Meyerrose comes to ASU from Princeton, where she was a postdoctoral research fellow. She received her PhD in political science from The Ohio State University.
Her research focuses on the ways in which international organizations and other aspects of globalization both condition and also create challenges for domestic democratic institutions.
"Dr. Meyerrose is a first-rate scholar, who is engaging what is perhaps the most important question of our time. We are thrilled to have her join the School of Politics and Global Studies," said Magda Hinojosa, ASU professor and director of the school.
This fall, Meyerrose will be teaching political science courses on European Democracies and World Politics. She spoke with ASU News about why she came to ASU and what she hopes to accomplish while at the university.
Question: What is the focus for your area of research and why did you choose that field?

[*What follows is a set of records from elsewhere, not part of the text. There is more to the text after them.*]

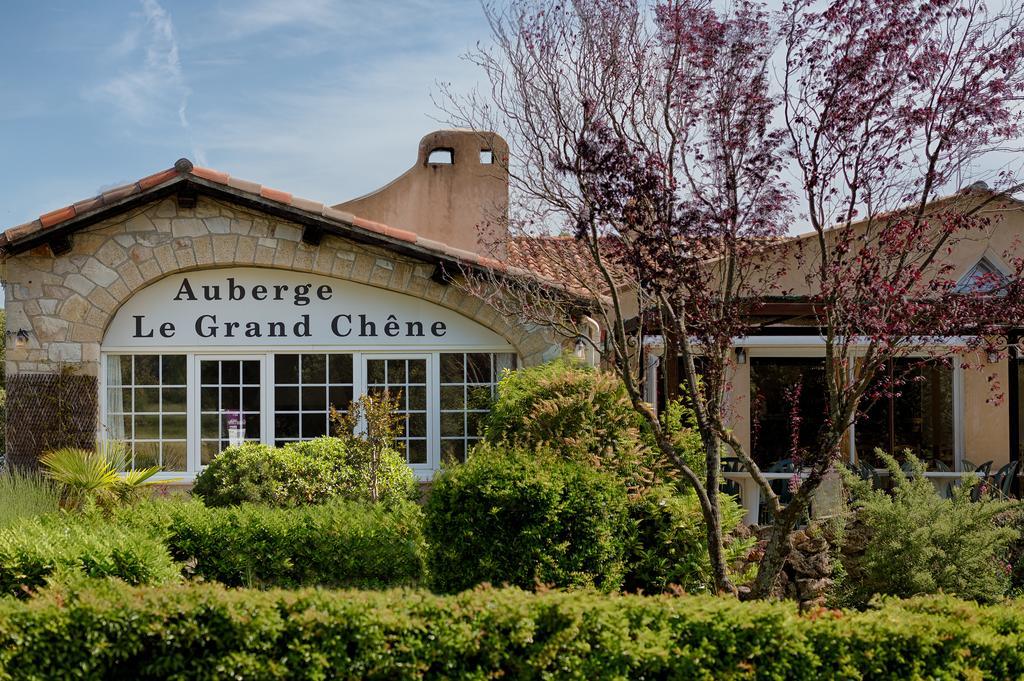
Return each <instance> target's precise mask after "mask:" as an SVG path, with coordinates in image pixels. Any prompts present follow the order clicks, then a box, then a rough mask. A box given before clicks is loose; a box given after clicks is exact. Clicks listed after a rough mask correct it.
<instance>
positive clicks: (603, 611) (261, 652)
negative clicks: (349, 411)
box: [0, 583, 1024, 681]
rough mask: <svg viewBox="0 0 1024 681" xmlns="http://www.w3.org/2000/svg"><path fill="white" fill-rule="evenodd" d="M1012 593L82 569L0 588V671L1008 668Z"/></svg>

Answer: My research is centered on how domestic democratic institutions both influence and are shaped by international factors such as international organizations, trade and economic globalization more broadly. A lot of my research to date has centered on contemporary cases of democratic backsliding. Initially, my focus was on international drivers of domestic backsliding, and more recently I have begun to explore how these backsliding states work together within historically Western liberal international fora, such as the U.N., to advance their (illiberal) interests. As a scholar of European politics, I first became interested in this topic with the onset of cases of backsliding within the European Union, an international organization that existing research suggested should be particularly well-equipped to promote and protect democracy within its borders.
Q: Why did you decide to join ASU?
A: ASU’s efforts to foster interdisciplinary research make the university a particularly exciting fit for me. My research inherently spans multiple subfields within political science, and therefore I am excited to be part of a school and university that encourages work beyond the traditional boundaries that still dominate many other academic institutions.

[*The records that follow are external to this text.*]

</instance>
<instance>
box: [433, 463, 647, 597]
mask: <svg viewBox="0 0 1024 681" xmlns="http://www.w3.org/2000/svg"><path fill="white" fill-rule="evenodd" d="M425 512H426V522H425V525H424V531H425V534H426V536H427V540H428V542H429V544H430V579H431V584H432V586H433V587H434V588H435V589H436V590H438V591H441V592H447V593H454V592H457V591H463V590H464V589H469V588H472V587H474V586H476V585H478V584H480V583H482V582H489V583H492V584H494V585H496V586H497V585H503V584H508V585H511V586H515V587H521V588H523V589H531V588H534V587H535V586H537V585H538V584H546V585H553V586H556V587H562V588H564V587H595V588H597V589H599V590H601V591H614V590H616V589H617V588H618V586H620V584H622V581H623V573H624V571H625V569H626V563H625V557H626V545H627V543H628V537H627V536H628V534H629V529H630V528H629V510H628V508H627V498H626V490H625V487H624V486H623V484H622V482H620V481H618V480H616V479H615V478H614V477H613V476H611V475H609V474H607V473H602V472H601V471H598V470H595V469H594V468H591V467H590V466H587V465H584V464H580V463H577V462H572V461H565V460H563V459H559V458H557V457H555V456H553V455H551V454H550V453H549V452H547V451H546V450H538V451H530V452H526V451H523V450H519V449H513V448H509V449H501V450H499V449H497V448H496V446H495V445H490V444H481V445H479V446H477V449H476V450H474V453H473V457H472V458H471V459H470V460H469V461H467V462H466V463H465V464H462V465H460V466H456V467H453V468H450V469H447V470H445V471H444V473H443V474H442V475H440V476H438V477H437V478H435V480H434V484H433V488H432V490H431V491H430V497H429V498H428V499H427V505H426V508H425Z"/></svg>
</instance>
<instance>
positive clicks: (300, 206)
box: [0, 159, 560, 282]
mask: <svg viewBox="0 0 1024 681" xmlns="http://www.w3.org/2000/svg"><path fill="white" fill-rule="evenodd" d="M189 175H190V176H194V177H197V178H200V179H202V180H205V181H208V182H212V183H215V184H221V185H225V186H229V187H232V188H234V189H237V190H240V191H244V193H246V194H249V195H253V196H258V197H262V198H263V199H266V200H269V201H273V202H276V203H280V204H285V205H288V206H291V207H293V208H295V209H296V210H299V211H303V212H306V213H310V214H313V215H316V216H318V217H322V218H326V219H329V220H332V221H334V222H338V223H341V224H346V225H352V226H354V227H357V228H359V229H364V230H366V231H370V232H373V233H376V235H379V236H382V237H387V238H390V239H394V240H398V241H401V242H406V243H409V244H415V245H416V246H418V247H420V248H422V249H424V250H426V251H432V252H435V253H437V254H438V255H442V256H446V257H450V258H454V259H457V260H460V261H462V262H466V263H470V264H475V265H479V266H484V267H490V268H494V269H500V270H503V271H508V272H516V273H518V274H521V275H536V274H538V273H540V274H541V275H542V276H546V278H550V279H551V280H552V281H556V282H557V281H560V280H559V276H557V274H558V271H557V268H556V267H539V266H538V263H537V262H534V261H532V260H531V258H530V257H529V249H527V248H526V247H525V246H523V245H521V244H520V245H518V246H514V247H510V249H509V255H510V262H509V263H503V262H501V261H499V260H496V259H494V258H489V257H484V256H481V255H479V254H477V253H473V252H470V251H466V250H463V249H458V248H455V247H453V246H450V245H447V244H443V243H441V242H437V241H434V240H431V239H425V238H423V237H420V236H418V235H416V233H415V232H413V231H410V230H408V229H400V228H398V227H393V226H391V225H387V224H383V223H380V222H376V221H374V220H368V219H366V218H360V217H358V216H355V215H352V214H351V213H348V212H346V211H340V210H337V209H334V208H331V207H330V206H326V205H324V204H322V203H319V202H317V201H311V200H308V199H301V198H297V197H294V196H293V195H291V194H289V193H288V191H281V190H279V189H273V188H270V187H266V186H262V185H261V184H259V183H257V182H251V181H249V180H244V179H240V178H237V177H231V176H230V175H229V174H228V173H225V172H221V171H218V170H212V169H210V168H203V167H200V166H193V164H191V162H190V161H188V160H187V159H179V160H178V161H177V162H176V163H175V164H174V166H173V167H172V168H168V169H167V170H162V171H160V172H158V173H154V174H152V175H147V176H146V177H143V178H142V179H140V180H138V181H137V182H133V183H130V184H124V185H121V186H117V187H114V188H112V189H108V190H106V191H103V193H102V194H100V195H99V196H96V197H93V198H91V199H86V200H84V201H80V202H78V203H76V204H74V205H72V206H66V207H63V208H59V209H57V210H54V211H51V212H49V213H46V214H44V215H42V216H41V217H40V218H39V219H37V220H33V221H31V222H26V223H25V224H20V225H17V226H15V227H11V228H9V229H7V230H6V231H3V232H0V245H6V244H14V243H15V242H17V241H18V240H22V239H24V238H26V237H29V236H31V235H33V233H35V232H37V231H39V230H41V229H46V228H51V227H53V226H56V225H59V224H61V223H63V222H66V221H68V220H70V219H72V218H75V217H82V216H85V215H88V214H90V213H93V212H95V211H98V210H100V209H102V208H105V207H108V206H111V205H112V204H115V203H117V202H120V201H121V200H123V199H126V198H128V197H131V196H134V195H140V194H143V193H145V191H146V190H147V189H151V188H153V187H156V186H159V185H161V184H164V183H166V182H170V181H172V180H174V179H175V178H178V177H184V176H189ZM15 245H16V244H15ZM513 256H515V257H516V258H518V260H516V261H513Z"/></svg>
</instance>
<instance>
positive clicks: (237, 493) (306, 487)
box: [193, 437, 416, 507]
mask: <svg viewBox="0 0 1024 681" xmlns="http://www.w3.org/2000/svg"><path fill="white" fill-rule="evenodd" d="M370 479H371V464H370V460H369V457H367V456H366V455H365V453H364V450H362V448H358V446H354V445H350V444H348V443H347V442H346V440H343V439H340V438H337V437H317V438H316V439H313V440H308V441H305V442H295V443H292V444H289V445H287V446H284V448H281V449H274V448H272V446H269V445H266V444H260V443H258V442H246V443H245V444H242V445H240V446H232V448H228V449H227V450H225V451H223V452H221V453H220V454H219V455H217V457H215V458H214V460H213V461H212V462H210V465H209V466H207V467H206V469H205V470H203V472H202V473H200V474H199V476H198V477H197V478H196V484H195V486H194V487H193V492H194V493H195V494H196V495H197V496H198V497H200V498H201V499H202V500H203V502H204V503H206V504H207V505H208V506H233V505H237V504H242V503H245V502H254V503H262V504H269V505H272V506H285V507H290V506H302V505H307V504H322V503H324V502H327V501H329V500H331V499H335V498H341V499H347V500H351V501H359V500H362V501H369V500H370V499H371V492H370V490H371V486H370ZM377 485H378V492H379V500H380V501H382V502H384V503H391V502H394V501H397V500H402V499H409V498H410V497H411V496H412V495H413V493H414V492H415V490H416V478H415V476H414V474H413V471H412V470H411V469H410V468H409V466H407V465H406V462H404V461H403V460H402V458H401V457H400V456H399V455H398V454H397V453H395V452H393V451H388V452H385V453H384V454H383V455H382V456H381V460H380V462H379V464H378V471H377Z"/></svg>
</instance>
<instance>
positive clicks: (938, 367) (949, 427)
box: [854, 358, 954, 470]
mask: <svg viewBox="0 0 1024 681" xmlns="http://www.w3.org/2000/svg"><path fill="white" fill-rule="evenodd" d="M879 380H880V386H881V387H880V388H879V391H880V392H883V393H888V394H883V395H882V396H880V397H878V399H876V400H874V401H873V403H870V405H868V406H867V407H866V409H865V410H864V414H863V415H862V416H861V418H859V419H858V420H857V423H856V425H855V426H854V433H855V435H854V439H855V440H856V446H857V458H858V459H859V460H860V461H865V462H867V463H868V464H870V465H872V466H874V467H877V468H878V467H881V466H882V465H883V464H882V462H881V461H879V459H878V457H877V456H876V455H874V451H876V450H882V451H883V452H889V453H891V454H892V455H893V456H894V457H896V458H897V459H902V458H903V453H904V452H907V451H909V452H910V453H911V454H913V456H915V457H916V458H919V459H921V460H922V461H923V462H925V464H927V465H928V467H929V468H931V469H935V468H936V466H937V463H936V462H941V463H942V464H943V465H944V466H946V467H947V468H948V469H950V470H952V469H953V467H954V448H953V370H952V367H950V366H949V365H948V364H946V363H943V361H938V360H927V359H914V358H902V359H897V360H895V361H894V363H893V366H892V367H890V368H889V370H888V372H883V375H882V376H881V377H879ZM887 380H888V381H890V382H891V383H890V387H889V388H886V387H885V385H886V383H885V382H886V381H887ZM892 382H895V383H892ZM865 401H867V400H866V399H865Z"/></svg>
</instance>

Q: What do you hope to accomplish as you work at the university?
A: In addition to continuing my current research agenda, most specifically in the form of further developing and completing my project on international drivers of and potential remedies for democratic backsliding, I anticipate that the wide range of regional and substantive expertise represented in (the school) will provide opportunities to start exciting new projects. I am also looking forward to advising both graduate and undergraduate students; if I am able to encourage at least a few students to study the current global democratic recession — and, further, to contribute to ongoing debates to develop potential solutions — I would be thrilled.